Metrics are standardized endpoints that take a repo_id or a repo_group_id, as path paramaters. They also frequently accept begin_date, end_date, and period as query paramaters, although these are not required to be defined as a metric.

How to Define a New Metric?

  1. Add a file to the metrics directory, or use an existing file if your metric fits into one of the existing file
  2. Import these required libraries and objects
import datetime
import sqlalchemy as s
import pandas as pd
from augur.api.util import register_metric
  1. Defining the function
    1. Add the decorator @register_metric to the function
    2. Name the function using snake case
    3. Keep in mind that the endpoint that is created from this function will be the same name as the function but with the underscores replaced with hyphens
    4. Define a positonal paramater of repo_group_id first, then a keyword paramater of repo_id second
    5. Define any additional keyword paramater the function may need
      • Note: When querying the endpoint these will be passed as query paramaters
  2. Define any queries with the structure show below
repo_sql = s.sql.text(""" SELECT repo.repo_name FROM repo WHERE repo.repo_id = :repo_id """)
with engine.connect() as conn:
    results = pd.read_sql(repo_sql, conn, params={'repo_id': repo_id})
  1. Return either a pandas dataframe, dict, or json.
    • Note: If you return a pandas dataframe or dict it will be automatically converted into json

How to Query Your New Metric?

  1. First lets go over how to query by repo and repo_group
    • A metric is queried by repo using the following url strucutre: https://<host>:<port>/api/unstable/repos/<repo_id>/
    • A metric is queried by repo group using the follwing url structure: https://<host>:<port>/api/unstable/repo-groups/<repo_group_id>/
  2. Now that we have the base url defined lets add the metric we want to query.
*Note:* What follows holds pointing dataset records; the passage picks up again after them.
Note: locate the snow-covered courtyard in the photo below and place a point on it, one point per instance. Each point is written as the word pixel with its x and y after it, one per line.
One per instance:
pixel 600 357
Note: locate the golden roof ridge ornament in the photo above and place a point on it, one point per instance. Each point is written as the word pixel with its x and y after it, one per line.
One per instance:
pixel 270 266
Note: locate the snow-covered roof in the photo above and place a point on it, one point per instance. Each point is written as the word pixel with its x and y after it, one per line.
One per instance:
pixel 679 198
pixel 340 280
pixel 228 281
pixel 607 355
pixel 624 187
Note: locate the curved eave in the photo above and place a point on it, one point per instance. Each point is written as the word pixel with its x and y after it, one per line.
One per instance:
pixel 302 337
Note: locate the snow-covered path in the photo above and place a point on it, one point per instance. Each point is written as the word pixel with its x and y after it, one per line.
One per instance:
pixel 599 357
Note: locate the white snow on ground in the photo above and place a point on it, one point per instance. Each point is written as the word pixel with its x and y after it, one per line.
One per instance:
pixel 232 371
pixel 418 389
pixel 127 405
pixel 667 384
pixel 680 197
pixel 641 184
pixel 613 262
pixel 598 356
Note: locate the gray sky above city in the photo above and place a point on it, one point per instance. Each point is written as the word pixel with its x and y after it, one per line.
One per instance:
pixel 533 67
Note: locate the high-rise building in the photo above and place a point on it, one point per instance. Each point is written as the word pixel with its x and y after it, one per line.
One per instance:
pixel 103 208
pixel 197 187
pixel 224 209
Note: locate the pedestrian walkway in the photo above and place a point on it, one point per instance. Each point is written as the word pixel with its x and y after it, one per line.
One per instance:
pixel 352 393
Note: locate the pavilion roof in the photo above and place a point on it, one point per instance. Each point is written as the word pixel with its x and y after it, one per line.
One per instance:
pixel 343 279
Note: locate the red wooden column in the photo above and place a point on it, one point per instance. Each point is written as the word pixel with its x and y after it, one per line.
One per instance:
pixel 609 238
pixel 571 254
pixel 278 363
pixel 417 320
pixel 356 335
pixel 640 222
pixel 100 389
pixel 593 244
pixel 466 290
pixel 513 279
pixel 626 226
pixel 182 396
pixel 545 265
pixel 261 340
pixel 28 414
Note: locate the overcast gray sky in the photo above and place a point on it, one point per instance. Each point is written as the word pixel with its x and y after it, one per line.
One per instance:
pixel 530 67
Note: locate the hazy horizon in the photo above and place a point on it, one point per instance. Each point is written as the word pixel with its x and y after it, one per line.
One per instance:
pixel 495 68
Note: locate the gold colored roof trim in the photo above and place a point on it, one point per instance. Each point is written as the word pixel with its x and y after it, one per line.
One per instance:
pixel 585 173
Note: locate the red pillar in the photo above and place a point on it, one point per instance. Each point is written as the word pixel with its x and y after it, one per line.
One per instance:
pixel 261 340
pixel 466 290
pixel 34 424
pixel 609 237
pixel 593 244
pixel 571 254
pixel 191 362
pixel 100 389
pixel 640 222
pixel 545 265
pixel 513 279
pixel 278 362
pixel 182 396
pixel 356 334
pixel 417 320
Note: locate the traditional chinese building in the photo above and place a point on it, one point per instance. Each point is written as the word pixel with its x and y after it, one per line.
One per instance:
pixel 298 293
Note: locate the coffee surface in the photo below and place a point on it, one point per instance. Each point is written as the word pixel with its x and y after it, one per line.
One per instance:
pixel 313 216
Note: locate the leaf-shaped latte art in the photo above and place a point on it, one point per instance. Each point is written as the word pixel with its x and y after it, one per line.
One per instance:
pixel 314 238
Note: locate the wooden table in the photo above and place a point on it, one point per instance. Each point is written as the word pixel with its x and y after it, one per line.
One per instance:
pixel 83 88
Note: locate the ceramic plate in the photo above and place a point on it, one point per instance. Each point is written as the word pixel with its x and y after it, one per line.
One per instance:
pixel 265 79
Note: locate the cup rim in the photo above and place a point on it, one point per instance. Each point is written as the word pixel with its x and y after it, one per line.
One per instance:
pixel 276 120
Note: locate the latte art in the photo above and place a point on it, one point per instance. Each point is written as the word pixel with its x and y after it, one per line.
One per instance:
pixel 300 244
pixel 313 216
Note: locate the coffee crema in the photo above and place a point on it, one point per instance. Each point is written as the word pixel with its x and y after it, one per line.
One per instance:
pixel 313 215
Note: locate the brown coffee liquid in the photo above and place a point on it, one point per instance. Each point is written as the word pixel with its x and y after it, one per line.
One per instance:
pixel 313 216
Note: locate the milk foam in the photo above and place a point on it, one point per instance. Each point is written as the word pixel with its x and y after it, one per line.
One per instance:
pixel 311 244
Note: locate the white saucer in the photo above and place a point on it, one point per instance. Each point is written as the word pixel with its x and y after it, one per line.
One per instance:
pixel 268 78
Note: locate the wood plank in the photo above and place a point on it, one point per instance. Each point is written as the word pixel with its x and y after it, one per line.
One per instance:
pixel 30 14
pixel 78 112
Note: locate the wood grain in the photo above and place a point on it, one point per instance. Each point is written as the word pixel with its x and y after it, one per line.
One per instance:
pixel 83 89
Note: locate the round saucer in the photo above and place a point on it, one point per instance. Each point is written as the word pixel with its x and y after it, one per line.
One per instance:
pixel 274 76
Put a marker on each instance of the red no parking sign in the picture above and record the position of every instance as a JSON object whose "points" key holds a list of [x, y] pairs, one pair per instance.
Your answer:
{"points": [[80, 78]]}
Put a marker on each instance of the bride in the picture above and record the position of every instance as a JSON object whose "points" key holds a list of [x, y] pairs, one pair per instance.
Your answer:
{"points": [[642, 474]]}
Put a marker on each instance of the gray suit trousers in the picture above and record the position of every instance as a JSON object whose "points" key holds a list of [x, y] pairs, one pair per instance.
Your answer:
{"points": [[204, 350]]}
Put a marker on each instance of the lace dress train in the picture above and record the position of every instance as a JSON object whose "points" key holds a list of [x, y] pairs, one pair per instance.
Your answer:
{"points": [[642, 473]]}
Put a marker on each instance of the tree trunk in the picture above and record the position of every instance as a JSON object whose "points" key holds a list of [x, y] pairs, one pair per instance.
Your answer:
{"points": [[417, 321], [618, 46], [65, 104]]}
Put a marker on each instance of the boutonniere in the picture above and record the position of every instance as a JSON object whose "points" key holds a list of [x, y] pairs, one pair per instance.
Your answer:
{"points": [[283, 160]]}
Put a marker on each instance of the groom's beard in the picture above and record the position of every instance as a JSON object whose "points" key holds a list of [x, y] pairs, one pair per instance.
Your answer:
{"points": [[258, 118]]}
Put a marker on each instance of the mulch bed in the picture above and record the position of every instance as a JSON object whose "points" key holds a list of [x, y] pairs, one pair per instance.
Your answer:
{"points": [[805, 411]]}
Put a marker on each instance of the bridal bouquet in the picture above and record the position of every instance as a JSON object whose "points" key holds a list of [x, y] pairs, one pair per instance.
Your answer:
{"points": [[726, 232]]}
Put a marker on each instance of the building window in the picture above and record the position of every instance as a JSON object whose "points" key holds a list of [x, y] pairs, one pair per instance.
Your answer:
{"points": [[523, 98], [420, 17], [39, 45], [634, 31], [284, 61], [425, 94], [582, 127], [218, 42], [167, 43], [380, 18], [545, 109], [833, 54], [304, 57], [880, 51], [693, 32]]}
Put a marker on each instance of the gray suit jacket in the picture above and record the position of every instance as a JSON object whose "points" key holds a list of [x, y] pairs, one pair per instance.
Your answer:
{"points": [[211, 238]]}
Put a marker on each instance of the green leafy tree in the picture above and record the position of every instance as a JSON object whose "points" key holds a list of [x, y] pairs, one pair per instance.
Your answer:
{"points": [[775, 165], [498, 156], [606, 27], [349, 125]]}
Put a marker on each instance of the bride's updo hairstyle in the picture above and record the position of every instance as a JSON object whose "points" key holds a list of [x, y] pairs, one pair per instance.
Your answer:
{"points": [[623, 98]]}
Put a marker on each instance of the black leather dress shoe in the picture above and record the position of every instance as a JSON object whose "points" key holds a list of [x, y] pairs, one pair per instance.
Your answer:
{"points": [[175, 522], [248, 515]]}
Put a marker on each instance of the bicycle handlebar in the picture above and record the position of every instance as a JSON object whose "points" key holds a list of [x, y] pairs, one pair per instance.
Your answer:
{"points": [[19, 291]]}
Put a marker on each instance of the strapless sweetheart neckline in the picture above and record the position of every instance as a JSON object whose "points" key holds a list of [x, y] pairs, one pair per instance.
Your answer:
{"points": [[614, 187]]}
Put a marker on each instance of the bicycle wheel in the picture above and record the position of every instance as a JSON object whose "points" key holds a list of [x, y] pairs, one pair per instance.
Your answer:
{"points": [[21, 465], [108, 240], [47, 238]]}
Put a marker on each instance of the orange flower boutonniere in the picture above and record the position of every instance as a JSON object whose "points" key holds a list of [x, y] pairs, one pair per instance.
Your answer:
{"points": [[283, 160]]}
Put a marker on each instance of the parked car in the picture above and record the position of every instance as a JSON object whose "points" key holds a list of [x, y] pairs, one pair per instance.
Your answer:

This is done by adding the name of the metric we want but with the underscores replaced with hyphens
    • For example if we wanted to query a metric called open_issue_count by repo. Then we would use the url: https://<host>:<port>/api/unstable/repos/<repo_id>/open-issue-count
  3. Finally if there are any other keyword arguments specified on the metric, then we can specify the values of those using query paramaters.
    • For example if we wanted to query the open_issue_count metric by repo, but only wanted the count of issues after 01-01-2020 and before 01-01-2021. Then we could use this url: https://<host>:<port>/api/unstable/repos/<repo_id>/open-issue-count?begin_data=01-01-2020&end_date=01-01-2021

How Metrics Actually Work?

How Metrics are Added to Flask App

  1. First Gunicorn creates the Flask app when it asks for the app from server.py
  2. This casues the left most indented code in server.py to execute which calls create_app (code shown below)
server = Server()
server.create_app()
app = server.get_app()
  1. Then create_app() calls the function create_metrics()
  2. Then create_metrics()
    1. Gets a list of metric files from the augur/api/metrics directory
    2. Loops through the list of metric files and imports them all
    3. As each file is getting imported all functions with the decorator @register_metric() are getting called and the decorator function in augur/api/util.py is called
    4. The @register_metric() decorator adds the attribute is_metric to the function so we can determine that it is a metric later
    5. Loops through the list of metric files and calls add_metrics(file) method and passes the metrics file
  3. The add_metrics(file) method then loops through the file modules and finds the functions that are metrics using the is_metric attribute
  4. It then takes the metric functions and calls add_standard_metric(function, endpoint_name) if the metric is standard, or add_toss_metric(function, endpoint_name) if it is a toss metric
    • Note: The @register_metric() decorator also defines whether the metric is a standard or toss metric by setting the function.metadata dict with a key value par of {"type": "standard"} or {"type": "toss"}
  5. The add_standard_metric(function, endpoint_name) and add_toss_metric(function, endpoint_name) do the similar things so I will only explain add_standard_metric(function, endpoint_name)
  6. The add_standard_metric(function, endpoint_name) first defines three endpoint string, repo, repo group, and a deperacated version of repo.
  7. Then it calls the @app.route() decorator directly for each of the three endpoint strings and passes it a function to call when the route is pinged
  8. The function that it passes is called endpoint_function(*args, **kwargs) and is returned by the method routify(function, endpoint_string)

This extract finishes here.